Rust GUI survey 2025
Rust GUI survey 2025
A 2025 Survey of Rust GUI Libraries
Rust GUI survey 2025
A 2025 Survey of Rust GUI Libraries
Interesting read though it's mostly a comparison on how well windows accessibility tools work on each gui framework.
Good.
Too many libraries/frameworks/products don't factor in accessibility from the start.
Along the same vein, too many open source projects don't factor in non-"gnu/linux" environments from the start.
It's a lot harder to tack on after the fact rather than just having it be a part of the base design from the beginning.
Making these front and centre in a survey should be a be a bit of a wakeup for people who don't consider what doesn't run on their machines.
Along the same vein, too many open source projects don’t factor in non-“gnu/linux” environments from the start.
No one is entitled to anything from open-source projects.
I spent time making sure one of my public tools was cross platform once. This was pre-Rust (a C project), and before CI runners were commonly available.
I did manage it with relative ease, but Mac/mac (what is it now?) without hardware or VMware wasn't fun (or even supported/allowed). Windows was a space hog and it's a shit non-POSIX OS created by shits anyway, and Cygwin/MSYS wouldn't have cut it for multiple reasons including performance. The three major BSDs, however, were very easy (I had prior experience with FreeBSD, but it would have been easy in any case).
People seem to have forgotten that doing open-source was supposed to be fun first and for most. Or rather, the new generation seems to never have gotten that memo.
POSIX is usually where a good balance between fun and public service is struck. Whether Mac/mac is included depends on the project, AND the developers involved. With CLI tools, supporting Mac/mac is often easy, especially nowadays with CI runners. With GUIs, it's more complicated/situational.
Windows support should always be seen as charity, not an obligation, for all projects where it's not the primary target platform.
I really hope iced.rs gets better on accessibility, because i really enjoyed trying it :)
Excellent post, i already use Dioxus and is very interested to know future work on Freya.
🤡 uses windows 🤡
I thought you were joking, but this dude seriously uses windows for development.

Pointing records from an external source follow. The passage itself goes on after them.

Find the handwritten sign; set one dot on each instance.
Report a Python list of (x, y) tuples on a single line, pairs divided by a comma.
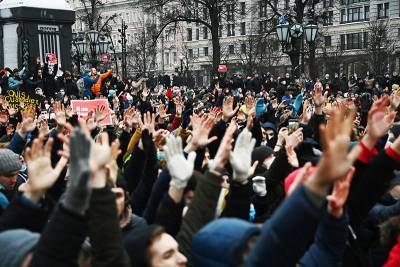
[(21, 101), (52, 58), (83, 107)]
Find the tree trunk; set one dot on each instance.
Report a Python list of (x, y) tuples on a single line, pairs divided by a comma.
[(311, 61), (215, 39)]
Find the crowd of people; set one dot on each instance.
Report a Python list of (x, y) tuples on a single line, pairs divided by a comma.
[(249, 171)]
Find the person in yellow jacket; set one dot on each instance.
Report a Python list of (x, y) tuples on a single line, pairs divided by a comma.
[(96, 88)]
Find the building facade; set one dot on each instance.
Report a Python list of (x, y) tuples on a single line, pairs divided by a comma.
[(247, 37)]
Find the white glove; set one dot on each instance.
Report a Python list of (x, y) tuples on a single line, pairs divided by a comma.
[(259, 186), (241, 157), (180, 169)]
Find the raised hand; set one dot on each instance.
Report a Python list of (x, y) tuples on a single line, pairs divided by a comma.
[(292, 156), (130, 115), (3, 117), (227, 109), (395, 100), (28, 123), (241, 157), (335, 162), (339, 195), (99, 113), (178, 106), (180, 169), (41, 174), (149, 121), (162, 111), (202, 127), (379, 122), (295, 138), (224, 150), (259, 186), (43, 127), (249, 102), (77, 195), (319, 98), (303, 175), (59, 110)]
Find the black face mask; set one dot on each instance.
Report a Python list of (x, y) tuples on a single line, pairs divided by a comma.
[(272, 142)]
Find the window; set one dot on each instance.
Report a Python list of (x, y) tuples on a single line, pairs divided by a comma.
[(343, 16), (242, 8), (263, 26), (243, 28), (230, 12), (328, 41), (328, 18), (205, 13), (205, 50), (231, 29), (174, 57), (205, 33), (354, 14), (383, 10), (262, 8), (167, 58), (243, 48), (353, 41), (328, 3), (365, 37), (231, 49), (287, 4), (366, 13)]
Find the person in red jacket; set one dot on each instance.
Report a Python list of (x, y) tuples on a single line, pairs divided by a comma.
[(96, 88)]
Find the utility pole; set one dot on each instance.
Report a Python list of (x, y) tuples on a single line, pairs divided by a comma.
[(123, 42)]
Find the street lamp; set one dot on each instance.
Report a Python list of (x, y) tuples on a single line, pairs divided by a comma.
[(310, 31), (292, 39), (97, 43)]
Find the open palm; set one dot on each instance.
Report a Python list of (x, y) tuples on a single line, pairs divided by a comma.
[(41, 174)]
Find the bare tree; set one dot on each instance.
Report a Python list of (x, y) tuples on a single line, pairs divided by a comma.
[(92, 15), (143, 51), (208, 13), (379, 46)]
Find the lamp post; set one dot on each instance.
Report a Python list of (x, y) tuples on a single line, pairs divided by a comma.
[(97, 44), (123, 42), (292, 39)]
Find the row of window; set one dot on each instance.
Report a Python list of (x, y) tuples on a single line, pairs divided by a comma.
[(350, 41)]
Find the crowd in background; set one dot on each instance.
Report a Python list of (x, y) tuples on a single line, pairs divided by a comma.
[(248, 171)]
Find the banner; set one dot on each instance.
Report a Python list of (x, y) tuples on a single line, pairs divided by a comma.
[(104, 58), (21, 101), (52, 58), (222, 69), (83, 107)]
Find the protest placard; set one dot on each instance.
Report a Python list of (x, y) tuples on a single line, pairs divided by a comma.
[(83, 107), (21, 101)]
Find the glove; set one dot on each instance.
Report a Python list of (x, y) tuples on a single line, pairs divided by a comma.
[(260, 107), (259, 186), (77, 195), (241, 157), (180, 169)]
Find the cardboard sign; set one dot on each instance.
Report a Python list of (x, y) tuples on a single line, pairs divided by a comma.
[(84, 107), (52, 58), (222, 69), (104, 58), (21, 101)]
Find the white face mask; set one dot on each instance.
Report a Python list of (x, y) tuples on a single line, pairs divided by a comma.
[(268, 162)]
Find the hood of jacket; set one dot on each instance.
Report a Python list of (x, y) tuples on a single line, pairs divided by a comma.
[(221, 242)]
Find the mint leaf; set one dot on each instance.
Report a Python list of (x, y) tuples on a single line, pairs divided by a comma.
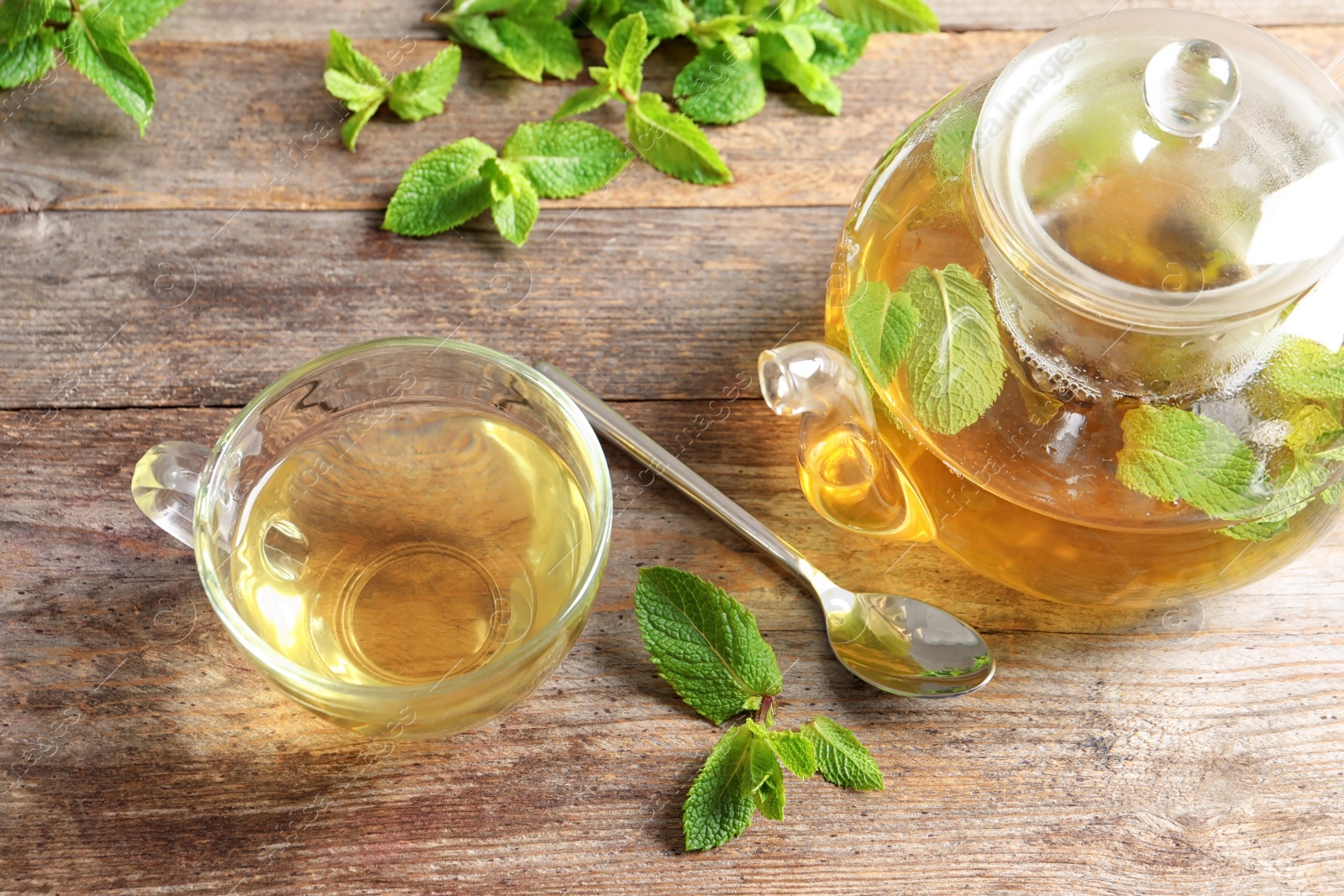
[(956, 363), (1307, 369), (27, 60), (501, 40), (139, 16), (20, 19), (672, 144), (719, 87), (358, 82), (952, 143), (628, 45), (705, 644), (795, 752), (514, 204), (566, 159), (840, 758), (1173, 454), (766, 775), (420, 93), (725, 793), (882, 324), (886, 15), (441, 190), (664, 18), (1292, 493), (96, 46), (351, 62), (561, 55), (790, 54), (584, 100), (839, 42)]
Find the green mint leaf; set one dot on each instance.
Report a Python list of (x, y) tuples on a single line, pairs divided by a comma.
[(952, 144), (788, 53), (956, 363), (358, 82), (96, 47), (725, 793), (672, 144), (441, 190), (840, 758), (664, 18), (139, 16), (27, 60), (795, 752), (1292, 493), (628, 45), (1310, 426), (839, 43), (721, 87), (1173, 454), (568, 159), (504, 42), (886, 15), (1307, 369), (561, 55), (514, 204), (351, 62), (880, 324), (20, 19), (768, 778), (420, 93), (584, 100), (705, 644)]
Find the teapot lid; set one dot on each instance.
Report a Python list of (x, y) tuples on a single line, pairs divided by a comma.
[(1182, 164)]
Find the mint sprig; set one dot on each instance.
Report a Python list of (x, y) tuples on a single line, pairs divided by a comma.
[(93, 38), (362, 86), (667, 140), (523, 35), (709, 647), (449, 186)]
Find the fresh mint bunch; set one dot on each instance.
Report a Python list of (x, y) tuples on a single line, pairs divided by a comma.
[(667, 140), (93, 38), (523, 35), (454, 184), (707, 647), (358, 82)]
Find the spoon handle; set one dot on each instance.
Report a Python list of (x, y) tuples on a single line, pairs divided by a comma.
[(635, 443)]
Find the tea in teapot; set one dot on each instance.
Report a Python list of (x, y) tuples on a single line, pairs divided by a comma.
[(1072, 324)]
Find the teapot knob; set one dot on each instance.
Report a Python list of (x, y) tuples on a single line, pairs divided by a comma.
[(1191, 86)]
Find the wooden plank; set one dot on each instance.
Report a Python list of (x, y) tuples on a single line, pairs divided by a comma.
[(261, 132), (235, 20), (207, 308), (1109, 757)]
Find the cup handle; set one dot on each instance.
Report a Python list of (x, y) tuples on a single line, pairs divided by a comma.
[(165, 483), (847, 472)]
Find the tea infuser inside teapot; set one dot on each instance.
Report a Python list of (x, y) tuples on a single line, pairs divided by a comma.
[(1063, 340)]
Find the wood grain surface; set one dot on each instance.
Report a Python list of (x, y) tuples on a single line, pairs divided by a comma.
[(151, 288)]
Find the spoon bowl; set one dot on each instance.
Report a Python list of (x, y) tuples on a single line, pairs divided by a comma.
[(897, 644)]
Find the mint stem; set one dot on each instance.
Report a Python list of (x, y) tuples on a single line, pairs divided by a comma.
[(764, 712)]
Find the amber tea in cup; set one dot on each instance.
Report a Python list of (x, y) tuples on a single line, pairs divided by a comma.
[(405, 537)]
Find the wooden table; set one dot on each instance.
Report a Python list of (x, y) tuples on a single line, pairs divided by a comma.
[(151, 288)]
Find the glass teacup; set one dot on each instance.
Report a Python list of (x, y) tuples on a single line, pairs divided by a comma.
[(405, 537)]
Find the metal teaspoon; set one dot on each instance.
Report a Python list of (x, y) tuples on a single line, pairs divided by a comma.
[(897, 644)]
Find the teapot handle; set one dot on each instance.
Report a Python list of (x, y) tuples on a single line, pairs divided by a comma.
[(847, 472), (165, 483)]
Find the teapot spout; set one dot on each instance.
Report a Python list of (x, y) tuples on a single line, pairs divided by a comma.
[(847, 472)]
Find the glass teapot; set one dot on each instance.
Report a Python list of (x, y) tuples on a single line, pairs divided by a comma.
[(1082, 328)]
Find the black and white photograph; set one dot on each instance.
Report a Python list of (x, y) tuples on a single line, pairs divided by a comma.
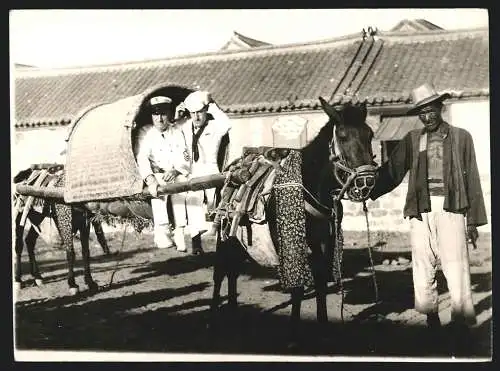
[(284, 185)]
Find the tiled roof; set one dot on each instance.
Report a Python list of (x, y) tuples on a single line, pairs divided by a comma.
[(239, 41), (415, 25), (380, 70)]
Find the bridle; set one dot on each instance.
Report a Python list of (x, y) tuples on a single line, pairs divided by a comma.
[(357, 183)]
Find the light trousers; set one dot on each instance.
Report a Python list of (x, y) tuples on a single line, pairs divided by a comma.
[(441, 235), (196, 210)]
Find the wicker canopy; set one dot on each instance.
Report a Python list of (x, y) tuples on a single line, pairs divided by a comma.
[(100, 162)]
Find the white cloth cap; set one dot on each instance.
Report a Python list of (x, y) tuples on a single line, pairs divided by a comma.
[(197, 100), (159, 100)]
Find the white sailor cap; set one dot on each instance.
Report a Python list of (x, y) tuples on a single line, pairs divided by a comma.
[(197, 100), (155, 101)]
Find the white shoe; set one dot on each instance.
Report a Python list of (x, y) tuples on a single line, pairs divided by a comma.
[(179, 239), (162, 239)]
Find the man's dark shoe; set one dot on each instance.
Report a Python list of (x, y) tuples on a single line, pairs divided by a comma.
[(196, 245)]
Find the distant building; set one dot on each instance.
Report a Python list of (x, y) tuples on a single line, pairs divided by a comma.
[(257, 84), (415, 25), (240, 42)]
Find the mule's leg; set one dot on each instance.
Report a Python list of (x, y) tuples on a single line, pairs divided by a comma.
[(64, 222), (219, 274), (19, 245), (320, 271), (31, 238), (297, 294), (232, 290), (84, 226)]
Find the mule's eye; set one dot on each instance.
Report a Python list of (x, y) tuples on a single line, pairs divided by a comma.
[(342, 133)]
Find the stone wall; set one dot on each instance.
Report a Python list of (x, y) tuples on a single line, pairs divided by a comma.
[(45, 144)]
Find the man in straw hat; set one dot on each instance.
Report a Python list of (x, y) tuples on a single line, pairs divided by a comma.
[(162, 158), (444, 204), (204, 131)]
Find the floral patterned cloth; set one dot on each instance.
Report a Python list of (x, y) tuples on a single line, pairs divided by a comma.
[(293, 270)]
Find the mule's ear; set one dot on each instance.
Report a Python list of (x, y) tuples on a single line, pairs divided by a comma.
[(329, 110), (364, 110)]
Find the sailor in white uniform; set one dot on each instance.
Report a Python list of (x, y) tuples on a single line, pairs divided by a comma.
[(162, 157)]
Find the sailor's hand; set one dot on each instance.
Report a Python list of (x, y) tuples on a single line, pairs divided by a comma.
[(213, 108), (472, 235), (171, 175), (152, 184), (153, 189)]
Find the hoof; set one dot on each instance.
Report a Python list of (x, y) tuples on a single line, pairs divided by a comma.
[(93, 287), (292, 346)]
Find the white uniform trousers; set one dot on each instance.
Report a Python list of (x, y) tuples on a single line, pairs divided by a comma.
[(196, 210), (160, 215), (441, 235)]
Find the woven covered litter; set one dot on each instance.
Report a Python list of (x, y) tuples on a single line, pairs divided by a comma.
[(100, 161)]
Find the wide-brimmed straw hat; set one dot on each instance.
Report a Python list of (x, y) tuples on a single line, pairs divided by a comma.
[(160, 103), (424, 95)]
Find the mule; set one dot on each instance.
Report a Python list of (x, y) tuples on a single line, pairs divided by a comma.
[(80, 221), (338, 163)]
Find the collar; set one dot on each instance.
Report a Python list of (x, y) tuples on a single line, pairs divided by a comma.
[(443, 130)]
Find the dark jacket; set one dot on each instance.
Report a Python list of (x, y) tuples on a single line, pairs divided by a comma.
[(463, 193)]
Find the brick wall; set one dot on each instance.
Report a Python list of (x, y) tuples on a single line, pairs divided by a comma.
[(386, 213)]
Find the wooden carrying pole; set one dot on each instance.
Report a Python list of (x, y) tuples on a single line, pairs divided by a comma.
[(194, 184)]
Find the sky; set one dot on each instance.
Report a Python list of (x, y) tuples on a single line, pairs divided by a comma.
[(77, 38)]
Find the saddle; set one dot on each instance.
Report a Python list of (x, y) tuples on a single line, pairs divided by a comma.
[(42, 175), (241, 211)]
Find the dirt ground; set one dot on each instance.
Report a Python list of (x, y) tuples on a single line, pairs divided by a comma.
[(153, 300)]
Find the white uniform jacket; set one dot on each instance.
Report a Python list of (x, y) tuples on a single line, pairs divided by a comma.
[(163, 150), (209, 141)]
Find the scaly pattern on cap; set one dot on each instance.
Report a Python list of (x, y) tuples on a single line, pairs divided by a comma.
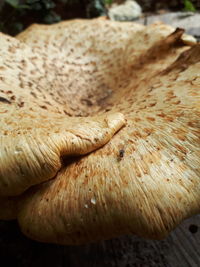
[(146, 179)]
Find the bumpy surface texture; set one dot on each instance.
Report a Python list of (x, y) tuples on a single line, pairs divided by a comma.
[(63, 90)]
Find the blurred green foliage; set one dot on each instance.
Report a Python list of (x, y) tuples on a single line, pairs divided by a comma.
[(15, 15)]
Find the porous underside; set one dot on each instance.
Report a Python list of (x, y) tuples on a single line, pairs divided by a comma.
[(65, 90)]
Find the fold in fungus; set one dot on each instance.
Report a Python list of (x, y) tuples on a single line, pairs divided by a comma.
[(100, 130)]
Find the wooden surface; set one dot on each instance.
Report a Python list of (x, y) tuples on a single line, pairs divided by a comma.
[(180, 249)]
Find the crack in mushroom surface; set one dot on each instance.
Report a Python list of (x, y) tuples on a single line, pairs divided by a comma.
[(128, 95)]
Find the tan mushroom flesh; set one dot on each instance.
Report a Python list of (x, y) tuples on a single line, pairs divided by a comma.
[(100, 130)]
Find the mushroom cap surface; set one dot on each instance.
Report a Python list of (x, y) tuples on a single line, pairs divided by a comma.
[(146, 179)]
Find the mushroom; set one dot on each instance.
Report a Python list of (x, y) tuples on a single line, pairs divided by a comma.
[(73, 169)]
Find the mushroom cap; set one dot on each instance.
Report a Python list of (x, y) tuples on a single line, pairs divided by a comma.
[(146, 179)]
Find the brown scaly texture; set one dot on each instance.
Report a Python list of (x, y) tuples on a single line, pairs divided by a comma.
[(146, 179)]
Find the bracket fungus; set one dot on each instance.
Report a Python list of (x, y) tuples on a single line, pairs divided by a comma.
[(100, 130)]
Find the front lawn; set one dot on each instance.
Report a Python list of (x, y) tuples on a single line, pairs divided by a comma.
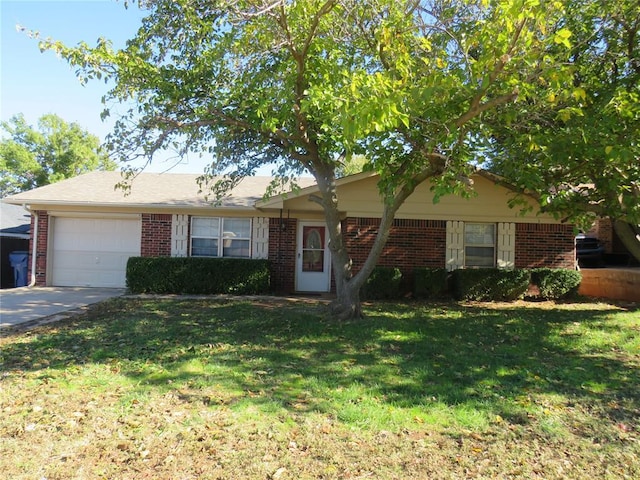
[(274, 389)]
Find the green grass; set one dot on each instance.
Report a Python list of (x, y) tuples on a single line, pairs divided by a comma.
[(188, 388)]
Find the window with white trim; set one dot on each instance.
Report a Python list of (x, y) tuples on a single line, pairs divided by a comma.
[(220, 237), (479, 245)]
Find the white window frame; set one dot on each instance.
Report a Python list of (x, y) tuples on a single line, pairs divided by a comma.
[(493, 245), (222, 234)]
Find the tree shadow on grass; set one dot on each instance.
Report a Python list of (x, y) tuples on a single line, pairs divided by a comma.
[(495, 360)]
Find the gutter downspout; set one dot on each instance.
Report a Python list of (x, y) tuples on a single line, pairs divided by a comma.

No wonder he's running into so many issues. I can't imagine a big chunk of rust developers using that terrible OS.
Edit: I'm surprised at the number of things he tried though and how many worked.
It's a GUI framework evaluation. I would imagine most users of a desktop application with a GUI would be Windows users. It would generally be a little weird to develop a professional product that does not work on Windows (or at least Mac). It's a lot easier to develop that natively than to cross-compile.
I feel like the best option at the moment is egui. It's native. Works on the web too. Very easy to get up and running. The things I don't like about it:
I also tried Slint. Like the author I think the license is pretty reasonable. But it is pretty involved to set up a project and since it compiles everything from source it can take a very long time for a clean build of hello world. It's like if you were using Qt but instead of a binary package the sources are just included in your app.
Also I have bad experiences from QML (Javascript 🤮, weird scoping rules, etc.) but hopefully they learnt from their experience.
Looking forward to the 2030 edition anyway!